Explanatory vs. response variables
- Explanatory variable: a variable used to help understand or predict values of another variable.
- Response variable: the outcome you want to understand or predict.
- Examples from the transcript:
- Meditation and stress: explanatory = meditation; response = stress level (we want to see if meditation affects stress).
- Sugar consumption and hyperactivity: explanatory = sugar consumption; response = hyperactivity.
- Yogurt consumption and weight loss: explanatory = eating yogurt; response = weight loss.
- Wearing red and attraction: explanatory = wearing red; response = attraction.
- Note: the explanatory variable is not necessarily the one mentioned first in a research question; the roles depend on what you are trying to understand or predict.
Summary and practical implications
- Data are ubiquitous and can describe almost anything you study or observe.
- A dataset consists of variables measured on cases; variables can be categorical or quantitative.

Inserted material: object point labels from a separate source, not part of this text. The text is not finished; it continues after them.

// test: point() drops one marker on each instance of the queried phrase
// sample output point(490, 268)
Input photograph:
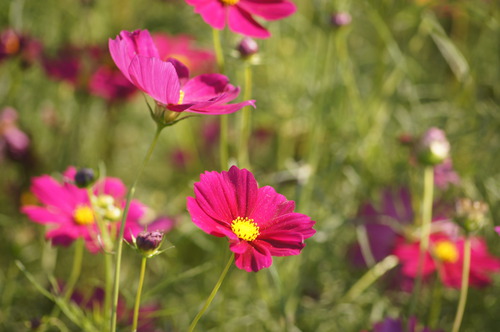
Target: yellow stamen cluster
point(83, 215)
point(246, 229)
point(446, 251)
point(230, 2)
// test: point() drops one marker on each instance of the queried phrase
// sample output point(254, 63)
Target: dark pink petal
point(43, 215)
point(212, 12)
point(270, 10)
point(205, 222)
point(157, 78)
point(204, 87)
point(251, 258)
point(240, 21)
point(49, 192)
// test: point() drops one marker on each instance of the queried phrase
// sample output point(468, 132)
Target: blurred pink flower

- Proper interpretation depends on correctly identifying the cases and the variables, and recognizing that the same data can be framed differently depending on the research question.
- Practical implications include the need to be mindful of sample size (small samples can yield extreme results), data source quality, and the appropriate assignment of cases and variables when modeling relationships.

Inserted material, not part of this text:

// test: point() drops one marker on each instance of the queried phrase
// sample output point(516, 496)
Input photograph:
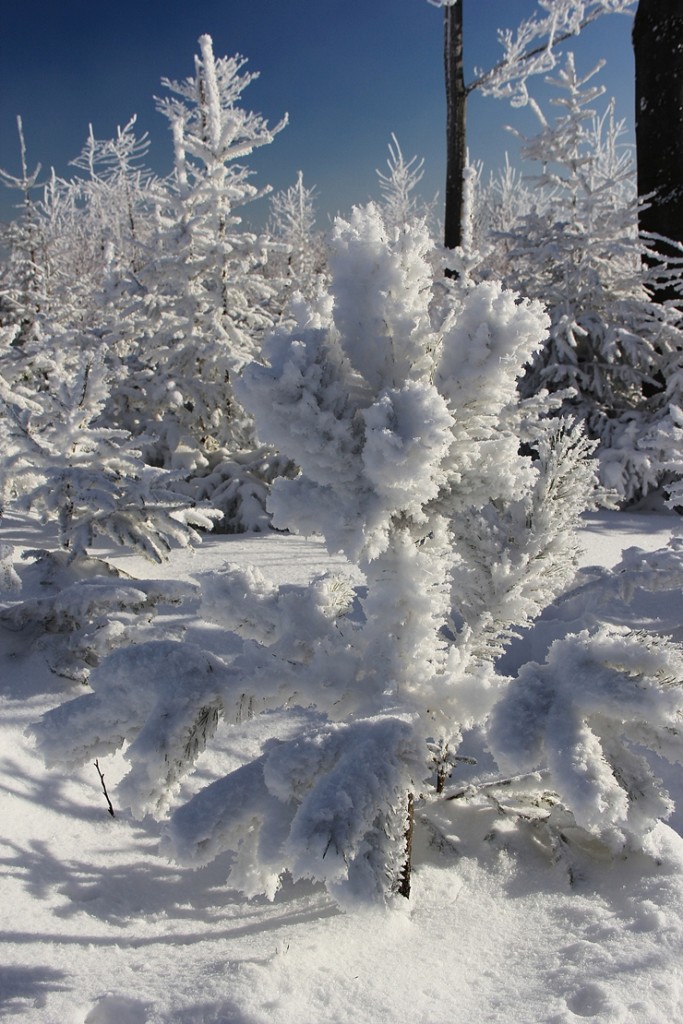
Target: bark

Quick reference formulas and numerical notes
- Data growth context: data volume doubles roughly every two years.
- Notation for the annual data magnitude mentioned: $7.2\times 10^{21}$ (7.2 zettabytes).
Study strategies emphasized in the transcript
- Use flashcards to learn vocabulary and notation.
- Review terms in both directions (term → definition and definition → term).
- Regularly mix up the deck to reinforce retrieval.
Real-world relevance
- Data-informed decision making spans virtually all disciplines and careers; understanding how to identify cases, variables, and the proper type of data is foundational for analyzing and interpreting information accurately.